Operations are managed by public agencies, private operators, or public–private partnerships such as those involving FirstGroup, Keolis, Transdev, RATP Dev, Stagecoach Group, Arriva, and municipal transit commissions including Metropolitan Transportation Commission, Toronto Transit Commission, Santa Clara Valley Transportation Authority and Los Angeles County Metropolitan Transportation Authority. Routes typically connect nodes like City Hall (Los Angeles), Downtown Boston, Seattle Center, Pittsburg International Airport, Denver Union Station, Minneapolis–Saint Paul International Airport, Dallas/Fort Worth International Airport, and cultural destinations such as Smithsonian Institution, Metropolitan Museum of Art, Tate Modern, Louvre, Sydney Opera House. Scheduling, fleet allocation, and performance metrics are benchmarked to networks such as Ottawa O-Train, Calgary CTrain, Metrolinx, Port Authority of New York and New Jersey, and MBTA.
Ridership analyses reference studies by Brookings Institution, RAND Corporation, McKinsey & Company, National Academies of Sciences, Engineering, and Medicine, Institute for Transportation and Development Policy, Urban Institute, Lincoln Institute of Land Policy and academic departments at Harvard University, Massachusetts Institute of Technology, University of California, Berkeley, Columbia University, University of Oxford, London School of Economics, University of Sydney and Monash University. Impacts are measured in travel time savings, congestion mitigation on corridors influenced by projects like Congestion Charge (London), land use change around nodes similar to cases at Hudson Yards, Battery Park City, Docklands, Canary Wharf, Zaryadye Park, and economic development tied to station-area investment by institutions including World Bank Group and Asian Development Bank.

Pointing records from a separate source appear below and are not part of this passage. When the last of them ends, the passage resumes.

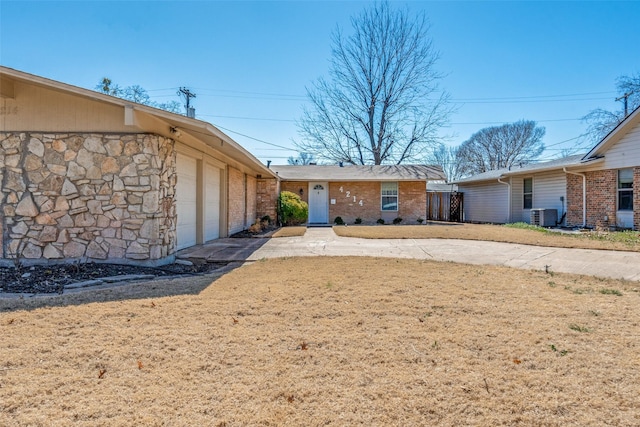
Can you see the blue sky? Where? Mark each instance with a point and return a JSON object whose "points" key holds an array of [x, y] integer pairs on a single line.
{"points": [[249, 62]]}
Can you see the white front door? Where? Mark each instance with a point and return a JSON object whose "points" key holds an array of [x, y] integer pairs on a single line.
{"points": [[212, 203], [186, 201], [318, 203]]}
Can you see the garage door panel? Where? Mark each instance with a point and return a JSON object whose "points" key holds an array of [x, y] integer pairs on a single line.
{"points": [[186, 196], [212, 203]]}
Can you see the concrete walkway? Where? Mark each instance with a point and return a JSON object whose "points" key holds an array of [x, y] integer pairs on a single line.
{"points": [[324, 242]]}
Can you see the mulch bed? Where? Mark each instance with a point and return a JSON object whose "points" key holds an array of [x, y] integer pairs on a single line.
{"points": [[49, 279]]}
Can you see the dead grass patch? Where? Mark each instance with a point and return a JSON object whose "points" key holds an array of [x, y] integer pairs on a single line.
{"points": [[495, 233], [316, 341]]}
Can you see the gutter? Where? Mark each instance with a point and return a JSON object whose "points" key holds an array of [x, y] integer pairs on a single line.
{"points": [[508, 198], [584, 195]]}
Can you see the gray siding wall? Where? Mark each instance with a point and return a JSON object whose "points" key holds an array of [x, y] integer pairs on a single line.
{"points": [[548, 188], [626, 153], [485, 202], [518, 214]]}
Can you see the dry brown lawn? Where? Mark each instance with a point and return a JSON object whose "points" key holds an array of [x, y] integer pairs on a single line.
{"points": [[294, 231], [328, 341], [488, 232]]}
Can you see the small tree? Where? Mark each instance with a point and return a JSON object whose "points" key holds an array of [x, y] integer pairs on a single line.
{"points": [[137, 94], [381, 103], [302, 159], [447, 157], [293, 210], [600, 122], [501, 147]]}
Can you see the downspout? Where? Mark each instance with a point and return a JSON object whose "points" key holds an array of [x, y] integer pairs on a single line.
{"points": [[584, 195], [508, 199]]}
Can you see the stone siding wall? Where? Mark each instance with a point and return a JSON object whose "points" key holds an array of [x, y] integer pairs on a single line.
{"points": [[87, 196], [267, 198]]}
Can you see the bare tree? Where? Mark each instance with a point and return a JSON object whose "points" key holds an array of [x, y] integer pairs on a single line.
{"points": [[135, 93], [381, 103], [502, 146], [600, 122], [302, 159], [447, 157]]}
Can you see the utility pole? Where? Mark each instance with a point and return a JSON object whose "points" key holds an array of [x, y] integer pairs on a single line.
{"points": [[188, 95], [626, 102]]}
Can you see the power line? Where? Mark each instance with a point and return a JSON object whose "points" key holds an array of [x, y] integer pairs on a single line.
{"points": [[255, 139], [246, 118]]}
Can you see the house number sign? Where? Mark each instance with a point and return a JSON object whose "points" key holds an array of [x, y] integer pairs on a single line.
{"points": [[348, 195]]}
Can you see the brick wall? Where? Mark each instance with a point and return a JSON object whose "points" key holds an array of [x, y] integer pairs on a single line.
{"points": [[601, 198], [295, 187], [348, 200], [266, 198], [237, 199], [362, 200], [574, 200], [636, 198], [251, 201]]}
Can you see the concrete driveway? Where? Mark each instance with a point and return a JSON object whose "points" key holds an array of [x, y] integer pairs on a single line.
{"points": [[324, 242]]}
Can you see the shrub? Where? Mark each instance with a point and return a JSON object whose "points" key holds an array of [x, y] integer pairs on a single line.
{"points": [[293, 210], [255, 228]]}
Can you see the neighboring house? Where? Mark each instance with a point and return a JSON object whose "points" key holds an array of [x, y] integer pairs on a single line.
{"points": [[94, 177], [366, 192], [596, 190], [604, 190], [508, 195]]}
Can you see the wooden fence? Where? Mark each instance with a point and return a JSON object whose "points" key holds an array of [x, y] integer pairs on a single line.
{"points": [[444, 206]]}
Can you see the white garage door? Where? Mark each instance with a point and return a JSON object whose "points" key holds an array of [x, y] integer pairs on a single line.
{"points": [[212, 204], [186, 201]]}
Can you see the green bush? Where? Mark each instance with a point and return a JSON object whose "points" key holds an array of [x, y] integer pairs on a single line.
{"points": [[293, 210]]}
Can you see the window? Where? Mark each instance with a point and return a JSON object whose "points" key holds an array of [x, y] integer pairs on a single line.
{"points": [[625, 190], [527, 199], [389, 192]]}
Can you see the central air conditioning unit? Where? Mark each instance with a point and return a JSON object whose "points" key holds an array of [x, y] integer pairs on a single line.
{"points": [[544, 217]]}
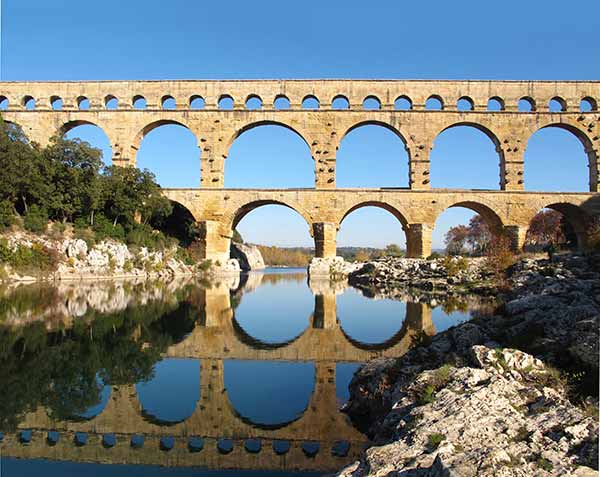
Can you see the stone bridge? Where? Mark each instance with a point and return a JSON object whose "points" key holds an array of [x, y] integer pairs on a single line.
{"points": [[44, 109]]}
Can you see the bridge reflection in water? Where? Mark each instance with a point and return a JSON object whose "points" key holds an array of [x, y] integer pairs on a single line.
{"points": [[215, 435]]}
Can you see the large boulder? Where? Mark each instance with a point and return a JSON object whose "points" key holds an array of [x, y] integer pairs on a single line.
{"points": [[248, 256]]}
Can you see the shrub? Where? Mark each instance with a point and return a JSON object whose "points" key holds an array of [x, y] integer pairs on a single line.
{"points": [[500, 256], [7, 215], [455, 265], [36, 219], [104, 228]]}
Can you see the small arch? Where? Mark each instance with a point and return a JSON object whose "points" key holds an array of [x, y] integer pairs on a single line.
{"points": [[197, 102], [403, 103], [434, 103], [281, 102], [496, 103], [371, 103], [465, 103], [29, 103], [225, 102], [111, 102], [526, 104], [139, 102], [552, 146], [168, 102], [588, 104], [557, 105], [56, 103], [340, 102], [253, 102], [310, 102], [83, 103]]}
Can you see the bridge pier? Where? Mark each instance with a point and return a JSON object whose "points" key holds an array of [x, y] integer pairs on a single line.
{"points": [[324, 234], [418, 240], [214, 245]]}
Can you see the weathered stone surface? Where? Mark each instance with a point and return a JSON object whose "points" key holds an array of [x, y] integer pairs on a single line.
{"points": [[334, 268], [248, 256], [493, 396], [217, 209], [495, 419]]}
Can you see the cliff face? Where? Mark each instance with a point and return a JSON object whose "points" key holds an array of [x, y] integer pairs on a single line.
{"points": [[248, 256]]}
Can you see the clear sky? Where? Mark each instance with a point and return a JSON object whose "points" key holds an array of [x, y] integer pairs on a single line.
{"points": [[150, 39]]}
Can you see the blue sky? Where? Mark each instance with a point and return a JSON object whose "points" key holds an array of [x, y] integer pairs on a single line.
{"points": [[68, 39]]}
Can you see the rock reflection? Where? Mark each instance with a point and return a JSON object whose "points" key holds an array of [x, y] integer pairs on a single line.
{"points": [[56, 340]]}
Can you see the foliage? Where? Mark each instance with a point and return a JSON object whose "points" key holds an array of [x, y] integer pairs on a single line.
{"points": [[455, 265], [7, 214], [500, 256], [36, 219], [472, 239], [26, 259], [278, 256]]}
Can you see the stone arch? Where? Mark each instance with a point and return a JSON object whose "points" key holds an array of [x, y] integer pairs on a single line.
{"points": [[234, 219], [342, 102], [137, 140], [591, 102], [403, 102], [371, 102], [498, 101], [558, 101], [588, 147], [491, 217], [374, 203], [253, 101], [465, 103], [250, 126], [485, 130], [574, 215]]}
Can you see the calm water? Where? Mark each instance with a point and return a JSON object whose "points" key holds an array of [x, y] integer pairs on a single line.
{"points": [[244, 376]]}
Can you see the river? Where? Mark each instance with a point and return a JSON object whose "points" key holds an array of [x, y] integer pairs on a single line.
{"points": [[242, 376]]}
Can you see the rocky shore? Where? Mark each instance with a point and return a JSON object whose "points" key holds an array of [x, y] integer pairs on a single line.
{"points": [[509, 393]]}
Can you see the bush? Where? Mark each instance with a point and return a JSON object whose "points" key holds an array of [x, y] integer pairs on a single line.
{"points": [[455, 265], [36, 219], [7, 215], [103, 228]]}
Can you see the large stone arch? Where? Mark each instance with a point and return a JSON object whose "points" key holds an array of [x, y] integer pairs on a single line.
{"points": [[234, 218], [149, 127], [580, 130], [375, 203], [578, 218], [485, 129], [491, 217]]}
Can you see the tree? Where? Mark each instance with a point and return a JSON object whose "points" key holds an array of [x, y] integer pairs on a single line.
{"points": [[75, 169], [456, 239], [547, 227], [130, 192]]}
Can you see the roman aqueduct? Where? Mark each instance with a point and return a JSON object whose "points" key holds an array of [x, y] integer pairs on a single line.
{"points": [[45, 109]]}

Criticism has come from advocacy groups, political figures, community organizations, and journalists associated with outlets such as The New York Times, The Guardian, The Washington Post, Los Angeles Times, Financial Times and watchdogs like Transparency International. Controversies include disputes over procurement involving firms such as Siemens, Alstom, BYD, allegations of cost overruns similar to Big Dig, debates over displacement parallel to High Line (New York City), legal challenges referencing courts like Supreme Court of the United States and European Court of Human Rights, and environmental assessments contested under frameworks used by National Environmental Policy Act and agencies such as Environmental Protection Agency.